Monday, March 5, 2007

*Insert Good Title Here.*

Ok, first thing's first. ...

I'm going to PRN status for the Residence. R isn't happy about this, considering he recommended me to his boss. His boss, however, is fine with the way things are going. She understands (or so she says) that even though they will have full time hours for me in a couple of weeks, I now have a job with benefits and that takes priority over her job, which doesn't have the benefits.

I have mixed feelings about going to PRN status. On one hand, I can control whether I go in to work or not. If I can't work, I can't work. End of story. On the other hand, I don't want to feel like I'm 'stuck' with a second job. I have a major sense of responsibility and knowing myself I'll have a problem telling them 'no'... especially if they say the 'bad' word. That one little word that I can't refuse to save my soul.

No, I'm not sharing it here.

Anyway, my date went well. Really well. Really really well. He seems to really like me, which is kinda nice, but then most of the guys I know have seemed to really like me. Then a few months later they stop calling.

I told this guy if he stops calling one day I was gonna hurt his body. He says he won't, so we'll see.

What I don't understand is most men like me when they meet me, but it's like that wears off. As if my personality isn't quite enough to keep someone around. Whatever it is, I hope it doesn't happen with this guy.... I'd like some good luck when it comes to men for a change, ya' know?

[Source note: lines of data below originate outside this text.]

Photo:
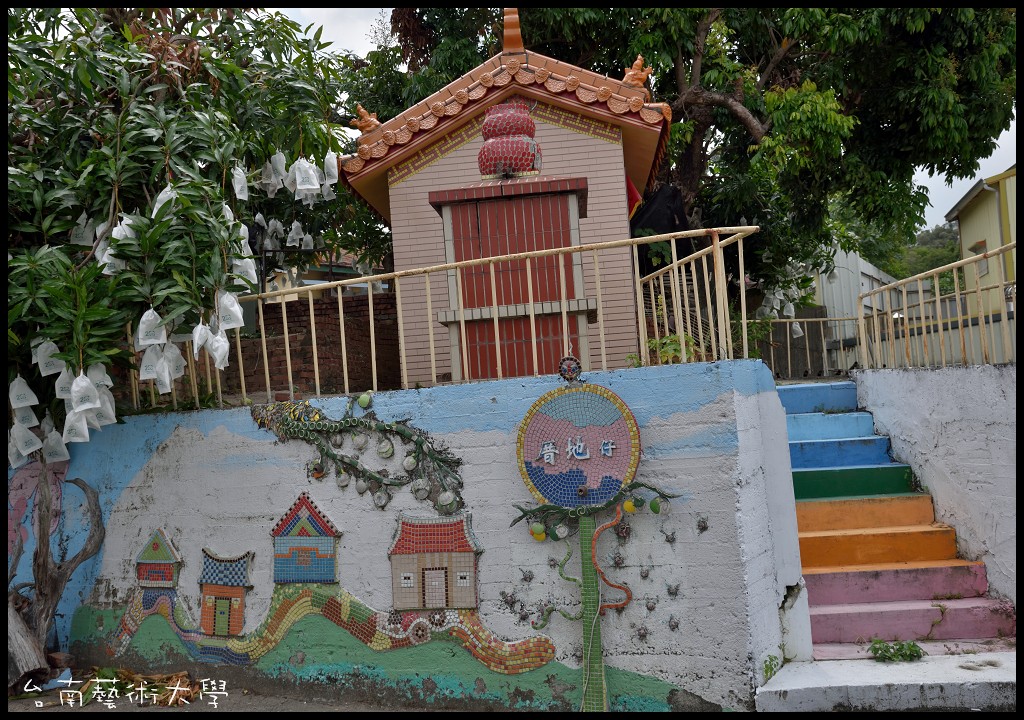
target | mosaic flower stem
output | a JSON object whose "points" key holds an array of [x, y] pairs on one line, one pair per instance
{"points": [[595, 697], [629, 594]]}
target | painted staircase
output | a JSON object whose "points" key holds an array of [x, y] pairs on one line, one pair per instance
{"points": [[876, 562]]}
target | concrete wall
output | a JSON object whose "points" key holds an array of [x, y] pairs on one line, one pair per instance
{"points": [[716, 582], [956, 427]]}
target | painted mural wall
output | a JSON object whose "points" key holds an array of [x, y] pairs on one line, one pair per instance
{"points": [[956, 427], [713, 578]]}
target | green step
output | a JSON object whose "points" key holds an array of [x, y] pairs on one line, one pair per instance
{"points": [[846, 481]]}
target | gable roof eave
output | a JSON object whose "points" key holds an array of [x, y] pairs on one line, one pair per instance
{"points": [[644, 124]]}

Speaking of luck and men....

It looks like my ex is going to end up going to prison. The money he was trying to borrow from a chick in California isn't going to be given to him. The chick's husband (supposedly) IM'ed my ex and told him that he's not sending him the money, and that he's telling his wife that he did send the money. It's complicated, confusing, and I'm irritated that I was stuck in the middle of it.

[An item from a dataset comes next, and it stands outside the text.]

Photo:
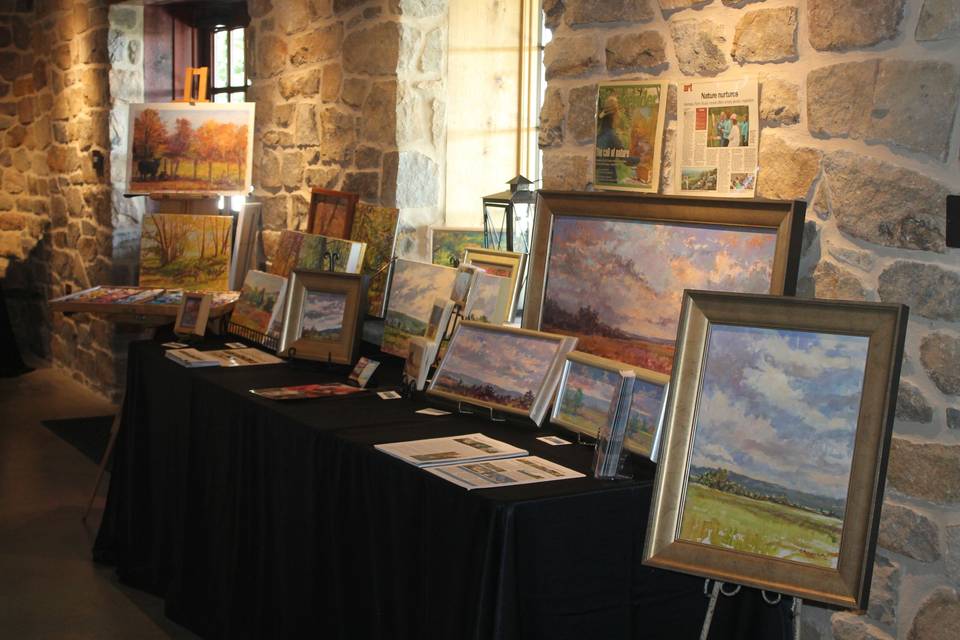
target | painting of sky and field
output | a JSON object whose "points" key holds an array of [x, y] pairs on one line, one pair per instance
{"points": [[496, 367], [413, 289], [617, 284], [323, 315], [773, 442], [585, 398], [645, 409]]}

And of course my ex is freaking out. I can't blame him. I understand his viewpoint, and I understand his reasons for not wanting to go to jail. Who in their right mind would?! But by the same token, he's a grown man. He made mistakes in his past, and I don't think he should keep running from them. I think he should stand up and take his consequences.

But that's just my opinion.

Anyway, tomorrow I work my last 6 hour shift in the kitchen at the Residence. Then Wednesday I work my first 8 hour shift at Wal-Mart. Tomorrow it's noon to 1830 and Wednesday it's noon to 2030. I'm a tired girlie right now, but I'm really looking forward to having a set schedule with Wal-Mart.

I've needed stability in my life for a long time, and now that I'm finding it, and happiness, I don't want to lose it.